İnanç sisteminde terimler

 


   VARLIĞIN BİRLİĞİ; Eğer inanç ”İnsan bütün isimleri cem etmiştir” diyorsa o inancın adına “VARLIĞIN BİRLİĞİ” denir.İnsan, bütün  isimleri kendinde cem (toplayan) edendir. Onun için de ''İnsan'' en mükemmel kitaptır. Lakin, o isimler  insana ait değildir. Sadece insanda toplanmıştır. O zaman insan, kitabın bulunduğu mahal-yer ve menzil-duraktır. Hakk’ın varlığını idrak etmek isteyen insan kendi Zat’ı’na dönmelidir. Çünkü Hakk, insandadır, ona sarılmalıdır.  Sıfat –Zat ile nitelendiğinden, sıfat onun gerçek konusu olan Zat’a ilişme hakkına sahiptir.


  İLİM; Maluma yani bilinene tabidir. İlim, Allah’ı isim ve sıfatlarıyla bilmektir. Kendisini bilene ve bilinene bağlar.


  İRADE; İlme, yani bilgiye tabidir. Kendisini irade eden ve edilene bağlar. Bilginin mümkünün (sonradan olan – kayıtlı varlık ) öncelemesi bakımından, Zat’ın mümküne ilişmesine “İrade” denilmiştir. İrade sahibi olan, yani mümkünle ilişkisinde olmayan bir şeyi dileseydi, o şey olmaması yönüyle irade edilmiş olurdu.  Mümkünün iradesi, varlık-yokluk ikilemi üzerinde, mümkünün her hangi birini seçmesi, o mümkünün iradesidir.


  KUDRET; Zat’ın yani Mutlak varlığın, kendi hakikatında her hangi bir başkalaşma meydana gelmeksizin, alemi yaratmaya ilişmesi “Kudret” diye isimlendirilir. Kudret, kendisini kudret sahibine ve kudretin konusuna bağlar. Yaptırım gücü olan kudret sabra tabidir. Sabır ise iradeye tabidir.


   DİN  ve TEOLOJİ; Genel bir tabirle “DİN” insanın inancı ve imanına aracılık eden yapıdır. Günümüzde  Din maalesef erklerin ve egemenlerin elinde bir uyuşturucu ve katliam aracıdır.  Oysa “DİN” bireyin cisim aleminin gerekliliğinden dolayı sınırsız potansiyellerinin sınırlanmış halinden, tekrar sınırsızlanmasının yol ve yöntemidir. Yaratılmışlığın gerçeği hiçbir dine ait değildir.  Dinler, belli ırkların elinde millileştirilerek, özünde yaratılış  gerçeğini örter ve inkara yönelir.  Yaratıcının ve Arifin dini yoktur.  Gerçek sadece yaratılışındır. Yaratılış ise  ,ister fiziki, ister fizik ötesi, kendini  kendi dinamik yasalarıyla  belirler.


İnsan, sanal  dış dünyanın  hakikatini sorgulamaya  başlaması ve arayışını  içselleştirmesi  sonucu  derin bilince ulaşır.

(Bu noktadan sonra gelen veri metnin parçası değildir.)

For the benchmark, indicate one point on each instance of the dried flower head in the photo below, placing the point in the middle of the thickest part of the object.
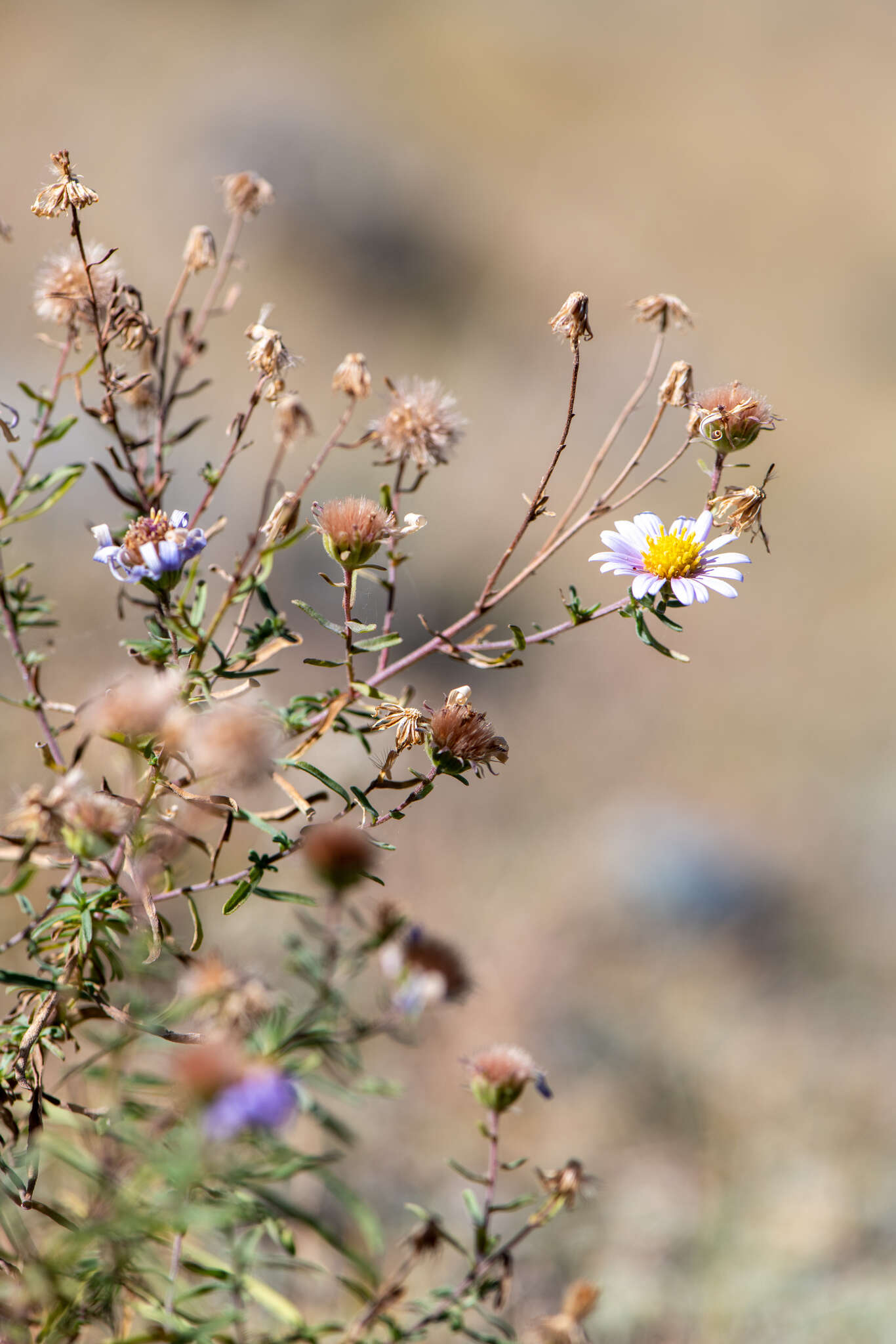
(661, 310)
(462, 738)
(246, 192)
(352, 530)
(339, 854)
(233, 744)
(682, 561)
(155, 547)
(66, 192)
(62, 293)
(499, 1076)
(425, 971)
(199, 253)
(352, 377)
(283, 519)
(741, 510)
(579, 1301)
(419, 427)
(291, 421)
(268, 352)
(571, 323)
(678, 386)
(411, 726)
(731, 417)
(567, 1183)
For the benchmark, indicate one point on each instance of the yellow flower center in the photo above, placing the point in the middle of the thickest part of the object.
(672, 556)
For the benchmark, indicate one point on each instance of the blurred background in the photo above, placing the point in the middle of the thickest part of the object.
(678, 894)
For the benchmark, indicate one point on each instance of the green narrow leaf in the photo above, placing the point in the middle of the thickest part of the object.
(316, 616)
(324, 778)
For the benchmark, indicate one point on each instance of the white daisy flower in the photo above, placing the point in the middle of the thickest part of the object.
(682, 558)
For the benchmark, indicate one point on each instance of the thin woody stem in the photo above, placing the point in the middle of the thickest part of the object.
(539, 497)
(611, 437)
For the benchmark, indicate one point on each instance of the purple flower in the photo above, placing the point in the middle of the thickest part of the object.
(262, 1100)
(683, 558)
(152, 546)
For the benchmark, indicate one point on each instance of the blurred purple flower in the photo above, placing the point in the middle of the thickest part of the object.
(262, 1100)
(683, 558)
(153, 546)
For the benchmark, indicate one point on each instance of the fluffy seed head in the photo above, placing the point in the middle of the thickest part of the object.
(352, 377)
(419, 427)
(246, 192)
(62, 293)
(731, 417)
(66, 192)
(571, 323)
(661, 310)
(338, 854)
(678, 386)
(199, 253)
(352, 528)
(462, 738)
(499, 1076)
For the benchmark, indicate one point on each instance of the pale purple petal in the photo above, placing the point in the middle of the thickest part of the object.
(703, 526)
(640, 585)
(722, 572)
(683, 589)
(649, 523)
(719, 586)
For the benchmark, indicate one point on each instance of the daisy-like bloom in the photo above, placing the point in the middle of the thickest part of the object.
(199, 253)
(352, 377)
(153, 546)
(462, 738)
(246, 192)
(419, 427)
(69, 191)
(662, 308)
(425, 971)
(571, 322)
(680, 558)
(499, 1076)
(731, 417)
(62, 293)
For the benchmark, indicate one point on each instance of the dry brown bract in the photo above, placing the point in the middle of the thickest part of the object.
(352, 377)
(731, 417)
(199, 253)
(419, 427)
(461, 733)
(571, 323)
(662, 308)
(62, 293)
(246, 192)
(69, 192)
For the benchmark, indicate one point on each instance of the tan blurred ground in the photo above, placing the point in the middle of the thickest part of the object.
(679, 892)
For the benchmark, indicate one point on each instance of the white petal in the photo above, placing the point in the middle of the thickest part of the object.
(649, 523)
(723, 572)
(719, 586)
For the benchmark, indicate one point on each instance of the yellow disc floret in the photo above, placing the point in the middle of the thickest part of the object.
(672, 556)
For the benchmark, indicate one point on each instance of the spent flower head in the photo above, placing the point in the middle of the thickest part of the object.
(421, 425)
(352, 377)
(155, 547)
(731, 417)
(62, 293)
(499, 1076)
(571, 322)
(682, 558)
(246, 192)
(662, 310)
(462, 738)
(68, 192)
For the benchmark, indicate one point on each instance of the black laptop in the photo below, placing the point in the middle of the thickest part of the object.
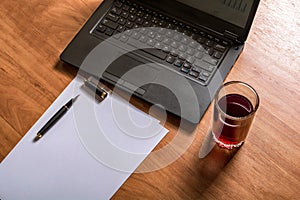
(185, 47)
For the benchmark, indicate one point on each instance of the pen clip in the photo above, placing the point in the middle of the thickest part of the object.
(96, 88)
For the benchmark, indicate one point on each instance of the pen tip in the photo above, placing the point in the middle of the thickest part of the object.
(74, 99)
(37, 137)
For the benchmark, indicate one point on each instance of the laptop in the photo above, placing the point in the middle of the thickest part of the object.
(182, 50)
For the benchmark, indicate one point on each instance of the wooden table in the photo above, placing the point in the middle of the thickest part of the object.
(34, 33)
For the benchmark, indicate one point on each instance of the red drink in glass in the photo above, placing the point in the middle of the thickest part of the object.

O ,derin  bilincinde  mükemmel bir nizam  ve hiyerarşi ile tanışır. Ve insan ,bilinç derinliğine indiğinde sınırsız isimlerin kendisinde bulunduğunu  yani cem ettiğini görür.Mükemmel nizamın ve hiyerarşinin ,isimlenmiş sıfat mertebeleri arasında muntazam bir hiyerarşi ile birbirine bağlantılı bağı görür.O bağı  gördüğünde ,o nizamın ve hiyerarşinin yöneticisine (isimlerin konsesine ),yönetici anlamına gelen  Türkçe’de “Tanrı” ,Arapça’da A.L.H. yani “ALLAH” denilmiştir. Ve birey , bilinç derinliğine indikçe Tanrıyla daima muhataptır.

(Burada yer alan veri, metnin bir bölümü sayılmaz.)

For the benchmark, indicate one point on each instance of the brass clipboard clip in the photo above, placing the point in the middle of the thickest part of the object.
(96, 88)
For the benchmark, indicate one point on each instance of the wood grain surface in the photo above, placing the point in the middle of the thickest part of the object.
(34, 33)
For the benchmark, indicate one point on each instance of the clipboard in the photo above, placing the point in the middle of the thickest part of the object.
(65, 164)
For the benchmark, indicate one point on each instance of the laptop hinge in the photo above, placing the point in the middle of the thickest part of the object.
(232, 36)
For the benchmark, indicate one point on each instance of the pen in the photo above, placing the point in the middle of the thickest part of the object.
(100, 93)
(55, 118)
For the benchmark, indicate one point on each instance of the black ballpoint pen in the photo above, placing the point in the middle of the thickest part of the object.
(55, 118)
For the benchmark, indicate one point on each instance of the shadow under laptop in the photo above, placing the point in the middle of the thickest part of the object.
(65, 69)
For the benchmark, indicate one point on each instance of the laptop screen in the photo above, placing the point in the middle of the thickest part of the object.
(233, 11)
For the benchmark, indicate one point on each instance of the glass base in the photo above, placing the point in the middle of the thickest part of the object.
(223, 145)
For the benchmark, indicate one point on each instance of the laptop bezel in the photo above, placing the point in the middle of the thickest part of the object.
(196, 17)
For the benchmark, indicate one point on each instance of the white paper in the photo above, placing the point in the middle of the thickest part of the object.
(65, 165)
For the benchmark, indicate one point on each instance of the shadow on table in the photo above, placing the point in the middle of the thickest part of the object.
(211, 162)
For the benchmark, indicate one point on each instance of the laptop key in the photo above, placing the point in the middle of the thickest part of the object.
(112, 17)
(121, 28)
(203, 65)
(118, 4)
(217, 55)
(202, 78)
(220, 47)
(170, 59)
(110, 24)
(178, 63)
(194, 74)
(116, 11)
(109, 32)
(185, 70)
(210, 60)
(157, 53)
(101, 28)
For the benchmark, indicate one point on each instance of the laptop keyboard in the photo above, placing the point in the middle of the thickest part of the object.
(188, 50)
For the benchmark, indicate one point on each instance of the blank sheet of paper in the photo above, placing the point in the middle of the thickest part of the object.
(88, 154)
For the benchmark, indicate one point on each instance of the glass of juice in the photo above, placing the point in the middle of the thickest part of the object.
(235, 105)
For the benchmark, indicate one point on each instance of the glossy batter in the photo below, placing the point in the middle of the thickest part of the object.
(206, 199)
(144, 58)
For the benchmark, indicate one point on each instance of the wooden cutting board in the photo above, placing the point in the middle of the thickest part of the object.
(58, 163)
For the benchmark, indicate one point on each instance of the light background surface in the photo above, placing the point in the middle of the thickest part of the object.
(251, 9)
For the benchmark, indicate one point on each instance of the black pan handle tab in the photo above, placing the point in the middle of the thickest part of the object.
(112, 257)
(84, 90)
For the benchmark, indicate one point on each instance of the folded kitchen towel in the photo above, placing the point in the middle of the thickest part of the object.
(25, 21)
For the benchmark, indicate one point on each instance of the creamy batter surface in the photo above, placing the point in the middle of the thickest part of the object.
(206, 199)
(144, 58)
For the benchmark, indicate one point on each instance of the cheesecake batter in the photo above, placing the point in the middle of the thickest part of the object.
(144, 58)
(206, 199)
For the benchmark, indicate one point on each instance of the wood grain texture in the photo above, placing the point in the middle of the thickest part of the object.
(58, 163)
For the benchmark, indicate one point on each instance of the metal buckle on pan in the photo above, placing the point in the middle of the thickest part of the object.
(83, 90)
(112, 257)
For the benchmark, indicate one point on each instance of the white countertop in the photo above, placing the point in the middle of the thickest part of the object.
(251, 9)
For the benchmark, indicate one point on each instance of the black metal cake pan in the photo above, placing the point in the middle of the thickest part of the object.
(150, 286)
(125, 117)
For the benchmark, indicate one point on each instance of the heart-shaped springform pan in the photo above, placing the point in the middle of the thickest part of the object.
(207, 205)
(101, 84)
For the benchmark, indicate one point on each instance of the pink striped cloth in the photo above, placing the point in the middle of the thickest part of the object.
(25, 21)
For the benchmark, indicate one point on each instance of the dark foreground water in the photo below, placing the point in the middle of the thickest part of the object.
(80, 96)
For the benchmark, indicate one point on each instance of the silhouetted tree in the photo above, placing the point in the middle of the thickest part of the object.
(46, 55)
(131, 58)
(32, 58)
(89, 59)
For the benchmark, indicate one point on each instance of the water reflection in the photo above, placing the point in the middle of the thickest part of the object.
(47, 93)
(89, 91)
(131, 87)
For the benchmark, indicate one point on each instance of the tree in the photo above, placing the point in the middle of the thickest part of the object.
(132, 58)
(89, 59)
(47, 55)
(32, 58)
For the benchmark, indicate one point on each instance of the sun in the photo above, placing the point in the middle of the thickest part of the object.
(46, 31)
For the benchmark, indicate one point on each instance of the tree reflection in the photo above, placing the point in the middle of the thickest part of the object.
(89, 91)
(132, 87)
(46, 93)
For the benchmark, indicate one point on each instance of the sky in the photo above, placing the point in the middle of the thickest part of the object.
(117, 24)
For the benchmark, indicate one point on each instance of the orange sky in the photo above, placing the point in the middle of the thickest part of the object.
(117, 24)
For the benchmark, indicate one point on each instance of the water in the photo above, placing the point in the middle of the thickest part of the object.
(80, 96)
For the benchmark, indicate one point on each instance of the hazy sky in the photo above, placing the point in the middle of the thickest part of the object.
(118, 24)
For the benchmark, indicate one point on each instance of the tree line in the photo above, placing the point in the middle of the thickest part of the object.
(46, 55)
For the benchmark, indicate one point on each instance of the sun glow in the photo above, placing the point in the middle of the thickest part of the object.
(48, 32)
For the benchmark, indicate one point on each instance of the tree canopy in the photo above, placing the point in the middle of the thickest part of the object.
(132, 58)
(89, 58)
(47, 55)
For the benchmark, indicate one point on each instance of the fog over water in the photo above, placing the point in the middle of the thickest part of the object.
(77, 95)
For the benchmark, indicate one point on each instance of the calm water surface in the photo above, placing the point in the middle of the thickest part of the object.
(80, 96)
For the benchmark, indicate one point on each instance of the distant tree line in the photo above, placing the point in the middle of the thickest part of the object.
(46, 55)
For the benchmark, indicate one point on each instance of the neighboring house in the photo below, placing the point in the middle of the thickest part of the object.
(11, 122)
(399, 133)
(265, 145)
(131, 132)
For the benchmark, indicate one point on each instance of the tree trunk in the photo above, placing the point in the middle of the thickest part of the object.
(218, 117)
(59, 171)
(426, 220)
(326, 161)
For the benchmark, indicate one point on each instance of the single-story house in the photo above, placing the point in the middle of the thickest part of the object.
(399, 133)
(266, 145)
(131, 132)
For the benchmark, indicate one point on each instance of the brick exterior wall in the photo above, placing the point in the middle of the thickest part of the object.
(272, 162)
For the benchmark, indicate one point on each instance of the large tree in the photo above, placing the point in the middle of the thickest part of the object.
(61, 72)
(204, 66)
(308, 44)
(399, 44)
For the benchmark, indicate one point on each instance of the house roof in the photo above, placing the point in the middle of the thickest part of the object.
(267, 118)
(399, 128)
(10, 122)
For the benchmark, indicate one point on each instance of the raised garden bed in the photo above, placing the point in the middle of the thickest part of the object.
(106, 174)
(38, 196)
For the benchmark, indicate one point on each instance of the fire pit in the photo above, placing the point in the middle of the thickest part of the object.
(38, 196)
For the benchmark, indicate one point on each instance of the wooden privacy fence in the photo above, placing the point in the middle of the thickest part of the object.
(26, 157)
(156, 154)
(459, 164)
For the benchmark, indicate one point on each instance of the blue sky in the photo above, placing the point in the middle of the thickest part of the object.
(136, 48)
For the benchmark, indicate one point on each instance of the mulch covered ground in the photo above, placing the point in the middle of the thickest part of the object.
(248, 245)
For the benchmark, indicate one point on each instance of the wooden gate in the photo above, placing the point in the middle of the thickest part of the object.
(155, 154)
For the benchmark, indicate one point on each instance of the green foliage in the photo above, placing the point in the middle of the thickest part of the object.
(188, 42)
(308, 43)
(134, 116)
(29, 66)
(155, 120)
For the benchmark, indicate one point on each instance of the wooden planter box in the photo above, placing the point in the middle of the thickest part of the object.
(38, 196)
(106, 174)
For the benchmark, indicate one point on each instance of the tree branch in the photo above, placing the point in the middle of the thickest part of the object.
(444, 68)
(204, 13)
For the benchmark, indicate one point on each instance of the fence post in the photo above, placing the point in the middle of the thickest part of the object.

    Oysa ki , Varlığın ,varlık menşeini ,belirsizliğe ve muğlaklığa gark eden teoloji yani  din olmuştur.Teoloji’nin doğuşu tanımı ve insan üzerinde ki etkisi insanla başlar.Dünya üzerinde ki teolojilerin tamamı kirlidir.Teoloji ,insanlığın baş belası ve uyuşturucusudur. Teoloji (din),ontoloji (varlık menşei bilgisi ) temelinde ele alınmadığı an , o din ,o andan itibaren zehirli bir afyona uyuşturucuya dönüşür ki ,bunun en bariz örneği maalesef Türkiye’dir.

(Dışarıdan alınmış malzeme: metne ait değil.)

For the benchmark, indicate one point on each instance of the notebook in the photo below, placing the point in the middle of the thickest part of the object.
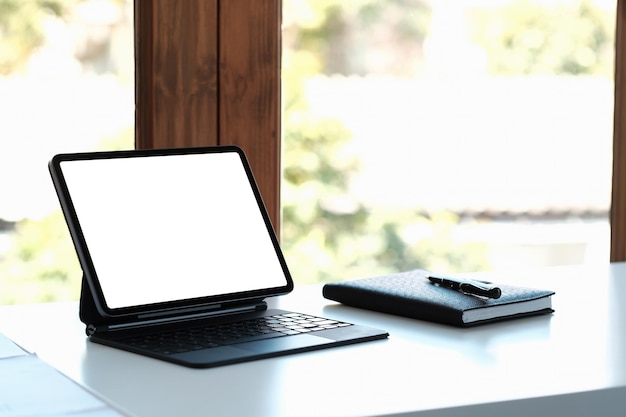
(179, 256)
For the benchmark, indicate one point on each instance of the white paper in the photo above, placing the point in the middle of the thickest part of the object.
(9, 349)
(30, 387)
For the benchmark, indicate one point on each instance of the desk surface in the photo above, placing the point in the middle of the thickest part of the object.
(572, 363)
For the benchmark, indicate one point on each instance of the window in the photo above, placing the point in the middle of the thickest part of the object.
(66, 85)
(455, 136)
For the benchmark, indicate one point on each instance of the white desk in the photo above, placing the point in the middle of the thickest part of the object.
(572, 363)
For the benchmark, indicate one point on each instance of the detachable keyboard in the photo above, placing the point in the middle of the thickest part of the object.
(213, 335)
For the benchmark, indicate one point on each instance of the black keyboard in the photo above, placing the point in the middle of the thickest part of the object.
(207, 336)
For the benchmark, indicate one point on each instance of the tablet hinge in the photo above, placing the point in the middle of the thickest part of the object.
(93, 329)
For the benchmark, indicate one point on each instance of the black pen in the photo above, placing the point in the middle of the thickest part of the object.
(467, 286)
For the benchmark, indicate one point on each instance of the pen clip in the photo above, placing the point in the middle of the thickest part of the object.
(479, 288)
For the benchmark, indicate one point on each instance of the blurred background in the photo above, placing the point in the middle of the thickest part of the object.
(452, 135)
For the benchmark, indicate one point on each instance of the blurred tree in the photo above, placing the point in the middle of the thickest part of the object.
(327, 235)
(359, 37)
(21, 29)
(528, 37)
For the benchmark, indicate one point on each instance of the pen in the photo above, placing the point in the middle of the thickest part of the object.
(467, 286)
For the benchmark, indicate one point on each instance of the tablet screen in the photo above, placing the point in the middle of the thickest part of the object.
(163, 228)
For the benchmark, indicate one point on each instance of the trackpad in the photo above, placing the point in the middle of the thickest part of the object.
(301, 341)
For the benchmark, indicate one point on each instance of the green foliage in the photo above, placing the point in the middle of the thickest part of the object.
(327, 235)
(527, 37)
(41, 265)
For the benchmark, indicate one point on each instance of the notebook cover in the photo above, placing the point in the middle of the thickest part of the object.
(410, 294)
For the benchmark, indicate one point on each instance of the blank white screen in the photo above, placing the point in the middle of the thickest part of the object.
(165, 228)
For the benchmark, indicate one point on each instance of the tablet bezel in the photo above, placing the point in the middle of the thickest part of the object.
(199, 304)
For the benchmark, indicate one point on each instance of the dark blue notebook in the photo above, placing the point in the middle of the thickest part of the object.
(411, 294)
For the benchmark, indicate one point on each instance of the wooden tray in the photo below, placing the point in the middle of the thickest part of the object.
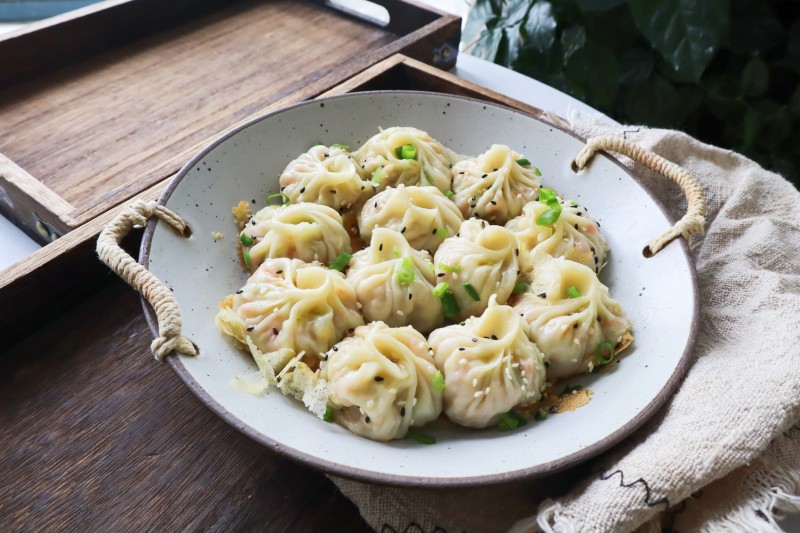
(99, 436)
(100, 104)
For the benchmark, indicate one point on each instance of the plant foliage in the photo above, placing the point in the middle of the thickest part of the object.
(725, 71)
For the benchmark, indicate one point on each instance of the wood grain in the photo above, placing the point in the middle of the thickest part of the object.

   İLAH NEDİR ? ; Mümkün  varlıklar yani Zat’a kayıtlı olan ve sonradan meydana gelenler , Mutlak varlığa nisbetle HİÇ  hükmündedir.Mümkün  varlıklar , özü gereği ,zorunluya yani mutlak varlık olan Zat’a muhtaçtır.Zorunlu  olan ,yani Zat’ı gereği başkasına muhtaç olmadığından “İLAH-ALLAH-TANRI”   diye isimlendirilmiştir.Bu Hakk’ın böyle isimlendirme yönüdür. 


  ZAMAN  NEDİR ?;Zaman var olan bir şey olmayıp bir nispettir ve izafidir..Nispet ise,nedenli varlığın dışta değil ,akılda var  olmasıyla meydana gelir.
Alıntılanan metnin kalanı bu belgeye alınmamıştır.